Mme Catherine Deroche , présidente . - Je veux saluer nos rapporteurs qui ont travaillé dans des délais très contraints.

Je rappelle que le dépôt du rapport ouvre un délai de 24 heures au cours duquel il peut être demandé que le Sénat se réunisse en comité secret. Aucun d'entre nous ne doit donc faire état de ce qui a été exposé ce matin dans ce délai.

Je consulte la commission sur la publication du compte rendu de la réunion d'adoption.

Il est décidé d'insérer le compte rendu de cette réunion dans le rapport.

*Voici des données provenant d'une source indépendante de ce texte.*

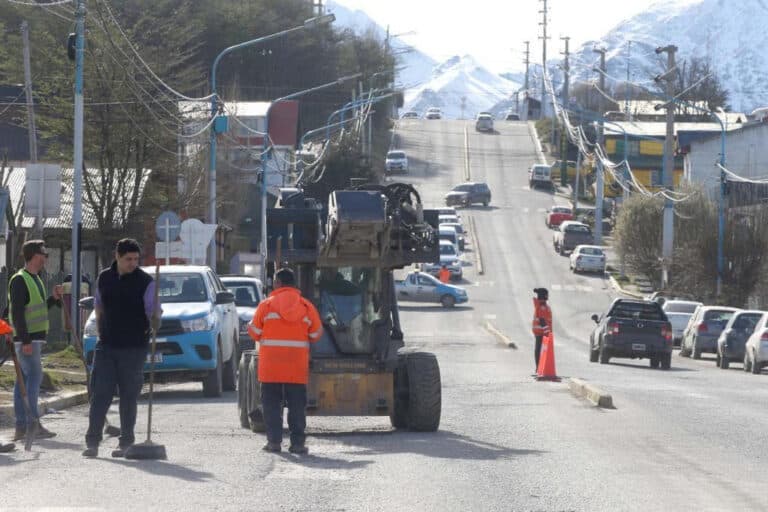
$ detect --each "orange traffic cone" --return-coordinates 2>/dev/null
[536,333,560,382]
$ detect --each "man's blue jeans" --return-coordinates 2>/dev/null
[261,382,307,446]
[13,341,43,429]
[85,343,147,447]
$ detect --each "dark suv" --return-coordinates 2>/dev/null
[445,182,491,206]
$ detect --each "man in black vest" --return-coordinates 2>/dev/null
[83,238,160,457]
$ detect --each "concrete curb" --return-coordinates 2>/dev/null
[483,321,517,350]
[568,378,615,409]
[469,217,485,276]
[0,390,88,418]
[608,274,645,299]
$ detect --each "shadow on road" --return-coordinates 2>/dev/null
[314,430,545,460]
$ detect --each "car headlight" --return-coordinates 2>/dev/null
[83,320,99,338]
[181,314,216,332]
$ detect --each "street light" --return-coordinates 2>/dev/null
[208,14,336,270]
[260,73,361,286]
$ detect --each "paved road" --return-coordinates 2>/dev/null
[0,121,768,511]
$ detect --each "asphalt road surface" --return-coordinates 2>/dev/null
[0,120,768,511]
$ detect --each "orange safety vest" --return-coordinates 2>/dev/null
[248,287,323,384]
[533,299,552,336]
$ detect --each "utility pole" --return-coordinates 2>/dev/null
[539,0,548,118]
[592,48,606,245]
[656,45,677,289]
[70,0,85,339]
[520,41,531,121]
[560,36,571,187]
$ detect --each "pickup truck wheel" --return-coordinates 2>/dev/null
[203,348,224,398]
[599,345,611,364]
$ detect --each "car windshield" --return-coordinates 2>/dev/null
[158,274,208,303]
[608,302,666,321]
[440,244,456,256]
[664,300,698,313]
[224,281,259,308]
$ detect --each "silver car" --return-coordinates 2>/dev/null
[680,306,739,359]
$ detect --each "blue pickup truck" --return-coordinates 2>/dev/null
[83,265,239,397]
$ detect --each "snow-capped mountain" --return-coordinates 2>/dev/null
[326,1,437,89]
[574,0,768,112]
[403,55,520,119]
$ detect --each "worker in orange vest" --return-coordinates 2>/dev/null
[533,288,552,369]
[437,265,451,284]
[248,268,323,454]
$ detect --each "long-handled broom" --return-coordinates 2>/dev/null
[125,259,168,460]
[6,339,37,452]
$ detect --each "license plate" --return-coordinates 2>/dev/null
[147,352,163,364]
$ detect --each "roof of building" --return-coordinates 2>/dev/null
[3,167,152,230]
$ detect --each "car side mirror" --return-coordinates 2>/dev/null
[216,292,235,304]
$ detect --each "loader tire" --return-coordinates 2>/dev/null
[406,352,442,432]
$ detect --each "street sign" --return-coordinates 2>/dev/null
[155,212,181,242]
[24,164,61,221]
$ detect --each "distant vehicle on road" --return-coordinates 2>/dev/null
[528,164,553,189]
[552,220,593,256]
[475,114,493,132]
[384,149,408,173]
[424,107,443,119]
[589,299,672,370]
[744,313,768,375]
[680,306,739,359]
[395,272,469,308]
[445,182,491,206]
[570,245,605,274]
[421,240,464,279]
[221,276,264,361]
[544,206,573,228]
[717,310,765,370]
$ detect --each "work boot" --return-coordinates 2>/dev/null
[288,444,309,455]
[35,420,56,439]
[83,446,99,459]
[262,442,282,453]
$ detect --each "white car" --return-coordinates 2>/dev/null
[570,245,605,274]
[744,313,768,374]
[384,149,408,173]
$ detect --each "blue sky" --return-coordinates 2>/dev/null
[335,0,653,72]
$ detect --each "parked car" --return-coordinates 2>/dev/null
[421,240,464,279]
[395,272,469,308]
[744,313,768,374]
[83,265,239,397]
[221,276,264,360]
[589,299,672,370]
[437,224,464,252]
[544,206,573,228]
[680,306,739,359]
[662,308,693,347]
[570,245,605,274]
[717,310,765,370]
[528,164,552,189]
[384,149,408,173]
[445,181,491,206]
[552,220,593,255]
[475,114,493,132]
[440,222,467,251]
[424,107,443,119]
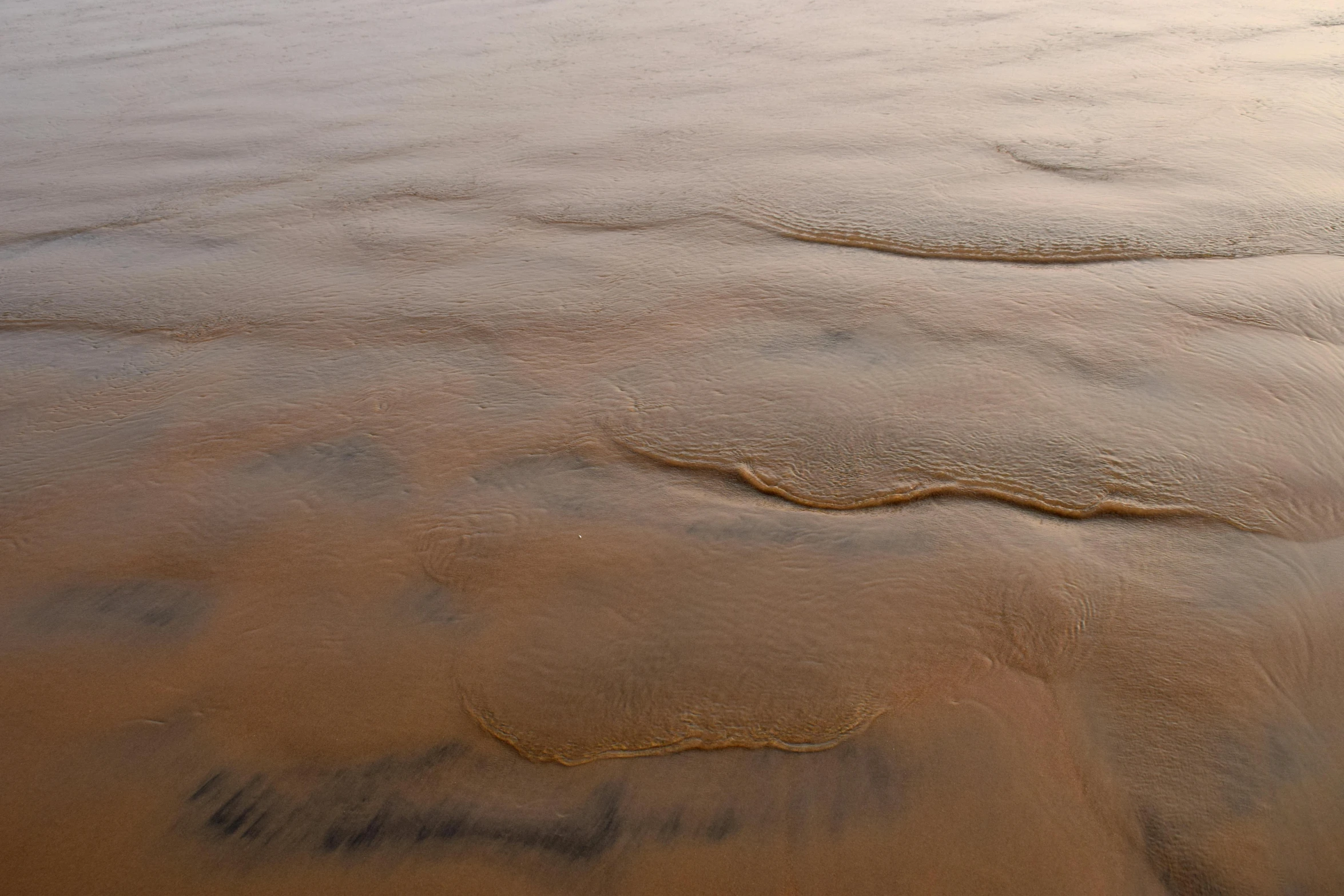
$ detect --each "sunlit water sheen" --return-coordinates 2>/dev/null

Mme Catherine Deroche , présidente . - Je rappelle que tous les travaux non publics de la commission d'enquête, autres que les auditions publiques et la composition du bureau de la commission, sont soumis à la règle du secret pour une durée maximale de trente ans ; le non-respect du secret est puni par le code pénal, mais aussi par le Règlement du Sénat qui prévoit l'incapacité de faire partie, pour la durée de son mandat, de toute commission d'enquête.

Je rappelle que la conférence de presse est prévue ce jeudi 24 février à 16 heures et je vous demande de laisser la primeur de la communication à nos rapporteurs.